Il 13 marzo 1964 Kitty Genovese, una donna di New York, fu accoltellata a morte nei pressi della sua abitazione nel quartiere di Kew Gardens.
Nessuno dei 38 residenti che assistettero, seppur a spezzoni, all’inseguimento e all’omicidio della donna le prestò soccorso o si preoccupò di chiamare la polizia.
L’evento ebbe un forte impatto sulla popolazione e divenne il simbolo di un fenomeno sociale oggi conosciuto come “effetto testimone”.
In una situazione di emergenza, la probabilità che uno spettatore intervenga cala drasticamente all’aumentare del numero dei testimoni presenti sulla scena.
Far parte di una massa o di un gruppo “alleggerisce” il peso delle nostre responsabilità in relazione ad una qualsiasi emergenza sociale e ci spinge quindi a non intervenire, rassicurati dalla possibilità che qualcun altro abbia già agito al posto nostro.
È semplice comprendere le dinamiche di questo meccanismo pensando, ad esempio, alle numerose volte in cui abbiamo scorto da lontano le fiamme di un incendio ed esitato ad avvisare le autorità competenti, convinti che qualcun altro avesse già segnalato il pericolo.
Si tratta di una forma di apatia e indifferenza che ci manda in tilt, ci rende incapaci di agire e spegne quei campanelli d’allarme che inevitabilmente si attivano nel nostro cervello in situazioni di pericolo.
Due psicologi, Latané e Darley, analizzarono le dinamiche con cui l’effetto testimone si manifesta, per tentare di individuarne le origini.

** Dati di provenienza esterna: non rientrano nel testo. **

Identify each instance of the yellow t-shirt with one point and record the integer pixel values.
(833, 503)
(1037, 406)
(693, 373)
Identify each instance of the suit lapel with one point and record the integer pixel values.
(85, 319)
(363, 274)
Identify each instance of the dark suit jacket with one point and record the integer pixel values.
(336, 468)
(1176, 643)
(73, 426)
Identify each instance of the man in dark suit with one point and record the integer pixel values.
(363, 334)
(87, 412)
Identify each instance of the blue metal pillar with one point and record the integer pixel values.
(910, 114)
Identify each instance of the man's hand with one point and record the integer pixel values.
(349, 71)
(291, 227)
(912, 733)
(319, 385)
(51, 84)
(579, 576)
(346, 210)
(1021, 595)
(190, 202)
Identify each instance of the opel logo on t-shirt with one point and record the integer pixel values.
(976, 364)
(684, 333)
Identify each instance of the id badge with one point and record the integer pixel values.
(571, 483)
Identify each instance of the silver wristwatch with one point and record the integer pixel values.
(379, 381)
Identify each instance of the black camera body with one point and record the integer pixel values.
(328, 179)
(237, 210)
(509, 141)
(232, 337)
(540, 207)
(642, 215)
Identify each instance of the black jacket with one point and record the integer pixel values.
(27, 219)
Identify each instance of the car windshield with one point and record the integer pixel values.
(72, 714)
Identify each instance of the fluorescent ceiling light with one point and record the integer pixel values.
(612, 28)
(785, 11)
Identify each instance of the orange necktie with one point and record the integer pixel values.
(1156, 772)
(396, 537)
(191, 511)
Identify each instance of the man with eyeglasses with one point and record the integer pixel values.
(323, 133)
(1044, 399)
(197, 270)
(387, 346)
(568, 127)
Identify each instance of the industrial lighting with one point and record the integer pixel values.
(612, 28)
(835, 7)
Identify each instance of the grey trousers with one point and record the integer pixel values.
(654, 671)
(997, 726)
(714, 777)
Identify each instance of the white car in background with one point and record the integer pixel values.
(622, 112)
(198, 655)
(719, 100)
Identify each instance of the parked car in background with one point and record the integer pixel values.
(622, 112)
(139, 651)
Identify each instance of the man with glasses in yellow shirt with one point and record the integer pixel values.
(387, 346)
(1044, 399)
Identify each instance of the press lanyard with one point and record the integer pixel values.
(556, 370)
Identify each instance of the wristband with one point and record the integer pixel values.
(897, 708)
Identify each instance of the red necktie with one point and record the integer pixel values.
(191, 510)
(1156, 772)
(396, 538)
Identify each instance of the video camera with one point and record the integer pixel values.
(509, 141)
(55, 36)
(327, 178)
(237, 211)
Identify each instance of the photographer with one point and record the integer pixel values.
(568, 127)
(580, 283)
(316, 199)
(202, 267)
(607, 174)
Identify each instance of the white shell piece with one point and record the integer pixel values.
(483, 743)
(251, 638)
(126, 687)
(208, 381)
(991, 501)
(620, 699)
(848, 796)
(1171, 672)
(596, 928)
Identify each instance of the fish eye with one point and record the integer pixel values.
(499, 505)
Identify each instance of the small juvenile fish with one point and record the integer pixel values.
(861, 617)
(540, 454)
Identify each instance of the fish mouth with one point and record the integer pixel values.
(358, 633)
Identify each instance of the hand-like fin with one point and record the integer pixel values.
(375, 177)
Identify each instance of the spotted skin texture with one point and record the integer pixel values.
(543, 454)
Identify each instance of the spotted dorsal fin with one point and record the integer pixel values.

Essi giunsero alla conclusione che, oltre alla diffusione del senso di responsabilità, ad influire sul nostro comportamento in situazioni di pericolo è la paura di essere giudicati da chi ci circonda, di agire in maniera sbagliata o essere considerati responsabili dell’accaduto.
La probabilità di intervenire diminuisce inoltre se la situazione è ambigua o non viene percepita, a primo impatto, come realmente pericolosa. Infatti, in questo caso si tende a quantificare il pericolo in base alla reazione di chi ci circonda, che a sua volta si baserà sulla nostra. Così la massa rimane inerme, immobilizzata dal dubbio.
Se con la vittima intercorrono rapporti di parentela o amicizia, allora le probabilità di agire crescono, in quanto ci si sente in dovere di aiutare coloro con i quali abbiamo instaurato un rapporto.
Molte altre volte, invece, ci sentiamo semplicemente incapaci di intervenire, temiamo per la nostra incolumità e facciamo la scelta più semplice: lasciamo prevalere la legge del più forte.
Che quindi il nostro cervello non sia egoisticamente programmato esclusivamente per l’autoconservazione?
Non dimentichiamo che a influire sui nostri comportamenti non è soltanto la sfera più istintiva, ma anche quella della volontà; è perciò nostro compito combattere la dilagante deresponsabilizzazione promuovendo la solidarietà e l’empatia. Solo allora, forse, potremmo vantarci di vivere in una società coesa e-perché no- persino un po’ più giusta.